Molecular aspects of the biophysical CO2-concentrating mechanism and its regulation in marine diatoms.

Diatoms operate a CO2-concentrating mechanism (CCM) that drives upwards of 20% of annual global primary production. Recent progress in CCM research in the marine pennate diatom Phaeodactylum tricornutum revealed that this diatom directly takes up HCO3- from seawater through low-CO2-inducible plasma membrane HCO3- transporters, which belong to the solute carrier (SLC) 4 family. Apart from this, studies of carbonic anhydrases (CAs) in diatoms have revealed considerable diversity in classes and localization among species. This strongly suggests that the CA systems, which control permeability and flux of dissolved inorganic carbon (DIC) by catalysing reversible CO2 hydration, have evolved from diverse origins. Of particular interest is the occurrence of low-CO2-inducible external CAs in the centric marine diatom Thalassiosira pseudonana, offering a strategy of CA-catalysed initial CO2 entry via passive diffusion, contrasting with active DIC transport in P. tricornutum.
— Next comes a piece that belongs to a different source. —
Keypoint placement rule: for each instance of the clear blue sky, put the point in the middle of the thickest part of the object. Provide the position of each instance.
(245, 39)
Molecular mechanisms to transport DIC across chloroplast envelopes are likely also through specific HCO3- transporters, although details have yet to be elucidated. Furthermore, recent discovery of a luminal θ-CA in the diatom thylakoid implied a common strategy in the mechanism to supply CO2 to RubisCO in the pyrenoid, which is conserved among green algae and some heterokontophytes. These results strongly suggest an occurrence of convergent coevolution between the pyrenoid and thylakoid membrane in aquatic photosynthesis.